In hun opiniestuk “Standaardwoningen bouwen, zo komen we uit de crisis” in NRC van 22 november betogen Piet Eichholtz en Nils Kok dat standaardwoningen de manier zijn om de woningbouw op te schalen. Daarbij halen zij opnieuw de vergelijking met de auto-industrie van stal: als we woningen zouden produceren zoals auto’s, komt het allemaal goed. Het klinkt aantrekkelijk eenvoudig, totdat je kijkt naar hoe wonen, bouwen en ruimtelijke kwaliteit in Nederland werkelijk functioneren.
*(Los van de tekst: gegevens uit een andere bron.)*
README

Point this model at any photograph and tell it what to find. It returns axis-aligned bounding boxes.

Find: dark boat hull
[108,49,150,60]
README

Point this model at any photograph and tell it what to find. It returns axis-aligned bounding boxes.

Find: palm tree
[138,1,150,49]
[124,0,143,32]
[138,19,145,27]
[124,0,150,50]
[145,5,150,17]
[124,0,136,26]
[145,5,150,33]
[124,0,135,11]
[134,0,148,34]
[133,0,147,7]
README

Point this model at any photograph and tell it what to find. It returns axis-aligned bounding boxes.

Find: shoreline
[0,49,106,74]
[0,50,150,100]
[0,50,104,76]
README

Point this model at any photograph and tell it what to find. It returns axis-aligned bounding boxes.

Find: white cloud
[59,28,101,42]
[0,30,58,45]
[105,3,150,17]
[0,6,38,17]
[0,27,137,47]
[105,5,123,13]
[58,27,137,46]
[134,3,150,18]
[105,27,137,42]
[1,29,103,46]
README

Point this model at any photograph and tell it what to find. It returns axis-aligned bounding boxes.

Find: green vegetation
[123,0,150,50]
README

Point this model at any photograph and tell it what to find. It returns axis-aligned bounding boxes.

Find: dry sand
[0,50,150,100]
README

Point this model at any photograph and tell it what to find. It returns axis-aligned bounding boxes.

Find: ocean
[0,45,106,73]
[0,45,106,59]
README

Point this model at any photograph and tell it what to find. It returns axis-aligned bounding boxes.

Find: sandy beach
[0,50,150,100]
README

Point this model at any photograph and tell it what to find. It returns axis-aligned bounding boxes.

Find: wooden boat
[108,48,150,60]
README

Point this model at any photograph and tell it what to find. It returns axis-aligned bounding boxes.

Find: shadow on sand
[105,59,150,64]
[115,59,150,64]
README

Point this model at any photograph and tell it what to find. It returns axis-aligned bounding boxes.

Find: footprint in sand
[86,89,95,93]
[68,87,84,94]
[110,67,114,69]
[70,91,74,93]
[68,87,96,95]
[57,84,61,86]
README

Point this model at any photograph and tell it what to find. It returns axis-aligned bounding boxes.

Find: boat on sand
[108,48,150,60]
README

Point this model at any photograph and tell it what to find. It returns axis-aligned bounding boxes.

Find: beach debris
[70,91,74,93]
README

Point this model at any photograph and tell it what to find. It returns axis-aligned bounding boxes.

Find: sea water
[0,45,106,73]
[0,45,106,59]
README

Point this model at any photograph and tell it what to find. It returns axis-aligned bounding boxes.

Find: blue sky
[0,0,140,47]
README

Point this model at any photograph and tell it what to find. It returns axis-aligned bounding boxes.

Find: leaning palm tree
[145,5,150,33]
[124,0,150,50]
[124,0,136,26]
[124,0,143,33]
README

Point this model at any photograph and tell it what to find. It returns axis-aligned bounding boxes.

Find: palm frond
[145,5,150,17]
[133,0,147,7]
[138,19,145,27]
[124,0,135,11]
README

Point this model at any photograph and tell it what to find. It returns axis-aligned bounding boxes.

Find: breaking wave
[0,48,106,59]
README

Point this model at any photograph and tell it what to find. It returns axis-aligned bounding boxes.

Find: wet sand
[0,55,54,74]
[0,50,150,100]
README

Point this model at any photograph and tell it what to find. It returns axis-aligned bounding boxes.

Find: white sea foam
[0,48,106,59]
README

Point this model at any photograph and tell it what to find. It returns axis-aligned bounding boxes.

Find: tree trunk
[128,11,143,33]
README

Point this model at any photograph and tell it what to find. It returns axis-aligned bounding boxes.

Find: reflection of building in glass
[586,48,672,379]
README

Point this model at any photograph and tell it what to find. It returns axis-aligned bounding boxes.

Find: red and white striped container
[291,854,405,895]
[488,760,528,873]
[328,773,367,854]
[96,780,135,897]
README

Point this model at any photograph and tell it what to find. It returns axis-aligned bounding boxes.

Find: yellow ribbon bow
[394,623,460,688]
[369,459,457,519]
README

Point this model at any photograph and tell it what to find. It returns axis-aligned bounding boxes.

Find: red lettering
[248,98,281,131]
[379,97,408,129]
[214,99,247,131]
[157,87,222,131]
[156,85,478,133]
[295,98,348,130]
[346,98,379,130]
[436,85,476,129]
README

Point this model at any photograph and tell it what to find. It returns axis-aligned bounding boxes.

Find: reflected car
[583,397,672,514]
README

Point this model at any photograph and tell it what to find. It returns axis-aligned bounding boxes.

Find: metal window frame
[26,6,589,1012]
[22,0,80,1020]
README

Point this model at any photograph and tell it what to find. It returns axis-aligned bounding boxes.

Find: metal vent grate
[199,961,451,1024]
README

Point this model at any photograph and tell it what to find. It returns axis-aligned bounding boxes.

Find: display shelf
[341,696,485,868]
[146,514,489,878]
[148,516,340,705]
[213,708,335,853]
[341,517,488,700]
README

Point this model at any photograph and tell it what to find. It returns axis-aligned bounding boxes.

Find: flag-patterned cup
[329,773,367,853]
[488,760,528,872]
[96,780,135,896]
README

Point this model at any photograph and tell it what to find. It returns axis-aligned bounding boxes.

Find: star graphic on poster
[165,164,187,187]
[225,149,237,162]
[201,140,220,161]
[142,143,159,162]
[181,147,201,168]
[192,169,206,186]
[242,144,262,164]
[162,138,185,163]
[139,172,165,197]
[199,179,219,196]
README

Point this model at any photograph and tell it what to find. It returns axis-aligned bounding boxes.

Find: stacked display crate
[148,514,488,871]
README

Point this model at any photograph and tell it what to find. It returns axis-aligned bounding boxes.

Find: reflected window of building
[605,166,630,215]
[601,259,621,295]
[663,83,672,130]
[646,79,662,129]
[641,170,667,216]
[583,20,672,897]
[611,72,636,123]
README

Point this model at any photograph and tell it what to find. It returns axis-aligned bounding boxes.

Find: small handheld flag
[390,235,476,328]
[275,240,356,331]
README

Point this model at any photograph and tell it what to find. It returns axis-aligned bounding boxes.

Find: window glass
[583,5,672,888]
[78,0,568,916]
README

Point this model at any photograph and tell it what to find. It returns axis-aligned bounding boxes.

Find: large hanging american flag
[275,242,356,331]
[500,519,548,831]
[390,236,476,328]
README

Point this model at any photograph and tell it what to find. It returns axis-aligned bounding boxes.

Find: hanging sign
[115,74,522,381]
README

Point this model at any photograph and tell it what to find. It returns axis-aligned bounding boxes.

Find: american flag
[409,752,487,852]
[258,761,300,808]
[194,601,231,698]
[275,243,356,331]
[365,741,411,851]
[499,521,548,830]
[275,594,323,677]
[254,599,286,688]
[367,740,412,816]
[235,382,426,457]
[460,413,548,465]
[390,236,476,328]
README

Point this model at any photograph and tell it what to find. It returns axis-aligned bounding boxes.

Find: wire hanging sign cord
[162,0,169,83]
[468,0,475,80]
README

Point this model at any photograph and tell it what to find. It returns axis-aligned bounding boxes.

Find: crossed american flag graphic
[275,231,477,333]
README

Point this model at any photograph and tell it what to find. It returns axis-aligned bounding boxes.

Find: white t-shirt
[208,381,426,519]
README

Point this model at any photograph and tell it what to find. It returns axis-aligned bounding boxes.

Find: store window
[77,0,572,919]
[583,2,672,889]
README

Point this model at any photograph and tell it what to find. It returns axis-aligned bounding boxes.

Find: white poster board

Laat één ding helder zijn: standaardisatie is geen vies woord. Nederland bouwt al eeuwen seriematig. Hofjes, tuindorpen, wederopbouwwijken, VINEX: herhaling is steeds onderdeel geweest van onze bouwcultuur. Architecten hebben industriële principes al lang omarmd; prefabricage en digitalisering zijn waardevolle middelen om sneller te bouwen.
Maar standaardisatie moet wel passen in de werkelijkheid. En die is, in een Nederland waar iedere centimeter een functie heeft en de ene buurt al anders is dan de andere, veel complexer dan het beeld dat Eichholtz en Kok schetsen. De auto-industrie is simpelweg geen passende metafoor. Auto’s bewegen; huizen niet. Auto’s vervang je om de paar jaar; woningen staan generaties lang op dezelfde plek. Auto’s zijn producten; woningen vormen buurten, straten, landschappen: onze leefomgeving.
Dat maakt hun redenering te eenvoudig, en eerlijk gezegd ook wat gedateerd. Het denken in woningen als producten hoort bij een tijd waarin de leefomgeving nog niet de brede maatschappelijke waarde had die we er nu aan toekennen. Omgevingskwaliteit gaat over zoveel meer dan het object zelf: gezondheid, klimaat, biodiversiteit, sociale veiligheid, toekomstwaarde.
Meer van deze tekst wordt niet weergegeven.